IaC is particularly well-suited for cloud computing, as cloud services enable on-demand allocation of system resources that can be provisioned automatically using IaC. When adopting cloud computing, organizations can choose to rely on a single provider or multiple vendors simultaneously, the latter being referred to as a multi-cloud environment. Multi-cloud adoption helps avoid vendor lock-in and reduces dependency on a single provider. However, managing multiple vendors is challenging due to differences in products and APIs, which complicate interoperability.
Despite the advantages of IaC, it introduces certain challenges, one of which is configuration drift, often described as “undocumented configuration changes made to a running system”. This research focuses on detecting and remediating rogue resources, which are resources outside the IaC-managed “state” that affect resources within it. Here, “state” refers to the collection of resources managed by IaC. Rogue resources can interfere with IaC functionality, for example, by hindering deployments if they depend on IaC infrastructure. Additionally, they can compromise security, as their existence outside IaC documentation makes them difficult to monitor and control. Addressing these rogue resources is essential to restore the system to a known state and maintain its integrity.

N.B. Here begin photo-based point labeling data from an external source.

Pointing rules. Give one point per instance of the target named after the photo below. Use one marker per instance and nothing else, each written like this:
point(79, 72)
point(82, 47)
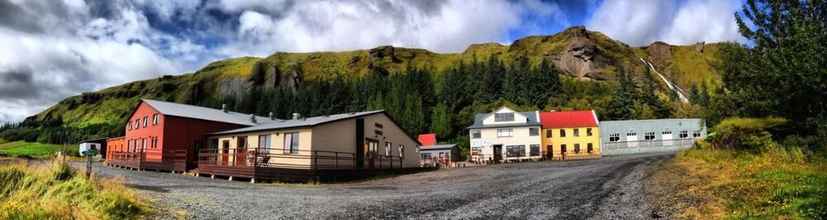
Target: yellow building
point(570, 135)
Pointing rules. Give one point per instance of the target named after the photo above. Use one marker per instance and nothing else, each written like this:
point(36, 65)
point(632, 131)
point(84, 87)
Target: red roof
point(427, 139)
point(568, 119)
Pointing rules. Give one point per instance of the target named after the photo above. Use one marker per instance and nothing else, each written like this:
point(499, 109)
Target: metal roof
point(204, 113)
point(303, 122)
point(531, 120)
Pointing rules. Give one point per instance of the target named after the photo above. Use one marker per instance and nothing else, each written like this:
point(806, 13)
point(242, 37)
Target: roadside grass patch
point(778, 183)
point(58, 192)
point(33, 150)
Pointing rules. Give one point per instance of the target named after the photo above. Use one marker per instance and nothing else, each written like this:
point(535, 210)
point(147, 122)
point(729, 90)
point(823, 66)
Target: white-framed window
point(156, 118)
point(264, 142)
point(684, 134)
point(504, 132)
point(388, 146)
point(498, 117)
point(649, 136)
point(614, 137)
point(291, 142)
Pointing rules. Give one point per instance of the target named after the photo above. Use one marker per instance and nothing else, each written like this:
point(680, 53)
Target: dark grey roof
point(531, 119)
point(437, 147)
point(203, 113)
point(304, 122)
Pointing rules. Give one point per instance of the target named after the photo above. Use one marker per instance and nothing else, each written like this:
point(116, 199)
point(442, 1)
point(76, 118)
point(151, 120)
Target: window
point(515, 151)
point(533, 131)
point(534, 150)
point(504, 132)
point(426, 156)
point(614, 137)
point(684, 134)
point(649, 136)
point(388, 146)
point(264, 142)
point(498, 117)
point(291, 142)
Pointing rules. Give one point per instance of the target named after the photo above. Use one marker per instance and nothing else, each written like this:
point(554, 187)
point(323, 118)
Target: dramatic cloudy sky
point(51, 49)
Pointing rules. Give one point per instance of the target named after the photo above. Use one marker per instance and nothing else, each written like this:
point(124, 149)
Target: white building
point(505, 135)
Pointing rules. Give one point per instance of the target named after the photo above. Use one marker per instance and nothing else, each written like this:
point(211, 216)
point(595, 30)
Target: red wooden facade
point(157, 141)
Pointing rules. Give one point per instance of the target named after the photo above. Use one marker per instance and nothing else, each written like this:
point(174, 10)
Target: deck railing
point(296, 159)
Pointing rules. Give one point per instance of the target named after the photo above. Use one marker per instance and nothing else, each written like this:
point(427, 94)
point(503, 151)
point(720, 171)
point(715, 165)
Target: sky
point(53, 49)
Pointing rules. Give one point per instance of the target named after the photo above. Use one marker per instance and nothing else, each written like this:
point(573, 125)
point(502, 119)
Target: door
point(371, 152)
point(498, 153)
point(225, 152)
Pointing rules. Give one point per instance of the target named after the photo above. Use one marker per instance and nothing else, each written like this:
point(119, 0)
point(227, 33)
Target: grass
point(777, 183)
point(33, 150)
point(57, 192)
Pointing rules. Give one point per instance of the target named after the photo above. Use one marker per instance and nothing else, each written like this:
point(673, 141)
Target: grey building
point(646, 136)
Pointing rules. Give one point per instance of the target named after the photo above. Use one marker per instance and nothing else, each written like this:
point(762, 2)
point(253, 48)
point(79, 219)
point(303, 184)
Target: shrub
point(745, 133)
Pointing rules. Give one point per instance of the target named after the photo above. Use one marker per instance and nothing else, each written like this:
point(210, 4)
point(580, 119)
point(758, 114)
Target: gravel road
point(608, 188)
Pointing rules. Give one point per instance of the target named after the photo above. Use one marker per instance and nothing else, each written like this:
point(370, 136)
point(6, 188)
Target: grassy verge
point(57, 192)
point(777, 183)
point(33, 150)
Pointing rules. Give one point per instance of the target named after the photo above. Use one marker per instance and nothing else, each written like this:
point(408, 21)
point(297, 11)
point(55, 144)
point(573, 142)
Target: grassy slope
point(112, 105)
point(57, 192)
point(726, 184)
point(34, 150)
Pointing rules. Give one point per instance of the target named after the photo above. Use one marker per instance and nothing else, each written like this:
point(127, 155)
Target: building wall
point(555, 141)
point(392, 133)
point(637, 143)
point(520, 136)
point(276, 153)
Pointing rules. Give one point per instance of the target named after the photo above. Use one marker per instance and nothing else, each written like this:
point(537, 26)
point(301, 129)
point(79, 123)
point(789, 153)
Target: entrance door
point(498, 153)
point(371, 152)
point(225, 152)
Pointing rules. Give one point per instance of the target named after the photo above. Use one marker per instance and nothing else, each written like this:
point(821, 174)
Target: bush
point(745, 133)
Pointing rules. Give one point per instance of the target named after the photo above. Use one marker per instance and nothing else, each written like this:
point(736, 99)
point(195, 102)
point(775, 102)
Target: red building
point(166, 136)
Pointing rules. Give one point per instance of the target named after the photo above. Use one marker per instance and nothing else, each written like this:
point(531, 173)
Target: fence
point(296, 159)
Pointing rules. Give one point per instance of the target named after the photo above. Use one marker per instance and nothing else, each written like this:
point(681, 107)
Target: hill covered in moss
point(586, 58)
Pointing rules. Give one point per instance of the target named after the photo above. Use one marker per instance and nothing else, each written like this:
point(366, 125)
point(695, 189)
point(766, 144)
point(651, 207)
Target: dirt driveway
point(608, 188)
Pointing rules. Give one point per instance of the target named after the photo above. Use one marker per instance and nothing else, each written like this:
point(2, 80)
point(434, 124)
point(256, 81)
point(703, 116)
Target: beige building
point(362, 140)
point(505, 135)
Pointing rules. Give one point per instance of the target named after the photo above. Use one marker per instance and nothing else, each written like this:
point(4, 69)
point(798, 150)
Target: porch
point(277, 164)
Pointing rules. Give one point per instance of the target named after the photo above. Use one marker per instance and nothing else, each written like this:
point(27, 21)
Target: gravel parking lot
point(608, 188)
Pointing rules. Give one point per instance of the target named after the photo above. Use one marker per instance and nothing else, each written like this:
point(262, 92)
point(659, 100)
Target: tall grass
point(58, 192)
point(776, 183)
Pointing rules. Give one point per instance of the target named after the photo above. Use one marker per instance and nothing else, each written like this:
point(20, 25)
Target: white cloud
point(641, 22)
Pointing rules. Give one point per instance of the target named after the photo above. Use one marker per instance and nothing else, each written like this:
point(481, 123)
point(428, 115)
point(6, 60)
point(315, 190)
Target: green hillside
point(586, 57)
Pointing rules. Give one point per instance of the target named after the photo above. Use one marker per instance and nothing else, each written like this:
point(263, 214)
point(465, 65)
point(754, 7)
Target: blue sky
point(52, 49)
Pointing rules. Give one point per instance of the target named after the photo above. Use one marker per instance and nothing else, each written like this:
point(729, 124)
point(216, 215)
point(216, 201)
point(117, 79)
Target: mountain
point(578, 53)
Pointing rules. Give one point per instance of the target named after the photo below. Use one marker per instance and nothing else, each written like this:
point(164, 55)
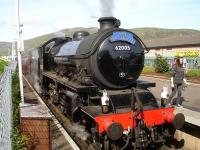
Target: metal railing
point(193, 63)
point(6, 107)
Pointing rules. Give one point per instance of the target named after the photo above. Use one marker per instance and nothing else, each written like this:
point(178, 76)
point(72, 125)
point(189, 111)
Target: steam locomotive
point(93, 79)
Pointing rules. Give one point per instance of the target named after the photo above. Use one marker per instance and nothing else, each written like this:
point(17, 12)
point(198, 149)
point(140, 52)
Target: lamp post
point(20, 48)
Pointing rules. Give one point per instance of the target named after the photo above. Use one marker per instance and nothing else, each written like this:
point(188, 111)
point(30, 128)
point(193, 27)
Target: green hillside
point(144, 33)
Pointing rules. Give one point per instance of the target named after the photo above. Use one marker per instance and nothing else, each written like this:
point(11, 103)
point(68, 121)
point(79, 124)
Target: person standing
point(177, 79)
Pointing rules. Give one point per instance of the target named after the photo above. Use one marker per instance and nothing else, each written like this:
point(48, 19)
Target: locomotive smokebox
point(108, 22)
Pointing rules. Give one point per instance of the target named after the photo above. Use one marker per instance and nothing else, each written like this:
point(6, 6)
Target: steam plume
point(106, 7)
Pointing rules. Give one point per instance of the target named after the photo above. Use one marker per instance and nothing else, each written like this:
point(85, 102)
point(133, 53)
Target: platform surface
point(35, 111)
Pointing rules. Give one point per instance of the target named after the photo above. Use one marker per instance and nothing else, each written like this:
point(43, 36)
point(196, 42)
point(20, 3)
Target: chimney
point(108, 22)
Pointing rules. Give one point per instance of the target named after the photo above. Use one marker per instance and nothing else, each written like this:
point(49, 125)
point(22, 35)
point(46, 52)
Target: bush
point(148, 69)
point(160, 64)
point(19, 141)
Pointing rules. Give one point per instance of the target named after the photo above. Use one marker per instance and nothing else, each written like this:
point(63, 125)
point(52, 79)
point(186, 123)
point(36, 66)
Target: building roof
point(182, 41)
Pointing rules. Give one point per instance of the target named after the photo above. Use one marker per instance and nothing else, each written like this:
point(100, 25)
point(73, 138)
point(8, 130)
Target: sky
point(40, 17)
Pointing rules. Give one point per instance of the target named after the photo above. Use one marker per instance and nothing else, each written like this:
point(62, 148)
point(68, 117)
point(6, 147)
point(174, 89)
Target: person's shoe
point(180, 106)
point(168, 105)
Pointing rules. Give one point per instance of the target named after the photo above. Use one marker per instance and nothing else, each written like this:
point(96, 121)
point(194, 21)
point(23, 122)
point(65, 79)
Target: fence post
point(6, 107)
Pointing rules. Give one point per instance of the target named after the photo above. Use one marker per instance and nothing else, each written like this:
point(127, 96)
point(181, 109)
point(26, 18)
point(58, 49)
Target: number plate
point(122, 47)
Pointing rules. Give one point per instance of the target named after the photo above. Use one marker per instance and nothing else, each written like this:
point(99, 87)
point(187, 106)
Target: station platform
point(42, 119)
point(192, 117)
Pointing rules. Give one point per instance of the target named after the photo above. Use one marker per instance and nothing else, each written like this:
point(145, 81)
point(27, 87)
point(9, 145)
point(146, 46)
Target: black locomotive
point(93, 80)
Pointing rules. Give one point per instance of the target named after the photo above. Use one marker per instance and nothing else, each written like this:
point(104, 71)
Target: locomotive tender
point(93, 80)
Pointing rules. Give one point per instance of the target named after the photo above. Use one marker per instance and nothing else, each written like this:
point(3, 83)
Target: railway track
point(83, 144)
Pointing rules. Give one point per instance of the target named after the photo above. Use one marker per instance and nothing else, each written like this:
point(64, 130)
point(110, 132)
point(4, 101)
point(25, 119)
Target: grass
point(193, 73)
point(148, 69)
point(19, 140)
point(3, 63)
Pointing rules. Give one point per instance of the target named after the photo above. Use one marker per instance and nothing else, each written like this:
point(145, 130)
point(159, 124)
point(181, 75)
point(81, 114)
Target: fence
point(6, 107)
point(193, 63)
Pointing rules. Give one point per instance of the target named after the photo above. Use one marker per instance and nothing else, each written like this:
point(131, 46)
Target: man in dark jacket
point(177, 79)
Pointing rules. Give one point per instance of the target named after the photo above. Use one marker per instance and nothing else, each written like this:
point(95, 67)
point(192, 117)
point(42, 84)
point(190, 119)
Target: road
point(191, 94)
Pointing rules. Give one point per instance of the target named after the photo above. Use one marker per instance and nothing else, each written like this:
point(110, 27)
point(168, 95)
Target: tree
point(160, 64)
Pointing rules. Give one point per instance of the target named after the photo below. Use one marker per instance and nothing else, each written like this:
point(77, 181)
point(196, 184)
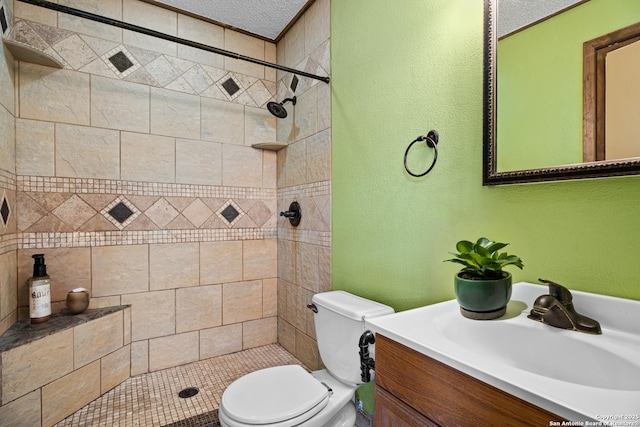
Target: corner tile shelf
point(24, 52)
point(271, 146)
point(42, 365)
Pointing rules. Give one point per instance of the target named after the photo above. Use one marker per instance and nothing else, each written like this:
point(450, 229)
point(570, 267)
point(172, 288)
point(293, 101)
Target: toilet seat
point(282, 394)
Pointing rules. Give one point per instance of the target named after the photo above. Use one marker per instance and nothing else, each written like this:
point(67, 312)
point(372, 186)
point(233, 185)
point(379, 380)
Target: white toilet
point(290, 395)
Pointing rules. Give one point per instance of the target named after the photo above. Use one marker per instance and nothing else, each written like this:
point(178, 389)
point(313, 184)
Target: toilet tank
point(339, 323)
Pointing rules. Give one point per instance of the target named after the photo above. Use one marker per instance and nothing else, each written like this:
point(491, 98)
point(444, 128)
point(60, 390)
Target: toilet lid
point(273, 395)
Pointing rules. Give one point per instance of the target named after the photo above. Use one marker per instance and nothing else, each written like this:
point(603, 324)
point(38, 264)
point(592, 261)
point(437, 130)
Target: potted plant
point(482, 288)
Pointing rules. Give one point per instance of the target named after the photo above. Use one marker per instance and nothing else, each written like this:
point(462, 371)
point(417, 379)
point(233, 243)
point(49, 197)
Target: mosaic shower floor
point(152, 399)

This research investigated methods for detecting and remediating rogue resources in multi-cloud environments. To implement the findings, a tool was designed and developed to address these challenges. The scope of the research was limited to ensure feasibility within the given time frame. AWS and Hetzner Cloud are chosen as the focus platforms due to their accessibility and the inclusion of a smaller platform alongside a major provider. Terraform is selected as the IaC tool for this study due to its popularity and extensive adoption. Additionally, the research focuses specifically on compute resources, allowing for a more detailed examination of rogue resource management.
By exploring these challenges and implementing solutions, this research aimed to enhance the management of multi-cloud environments and improve the reliability of systems using IaC. The findings contributed to a deeper understanding of how rogue resources can be addressed effectively, ensuring systems remain secure and functional.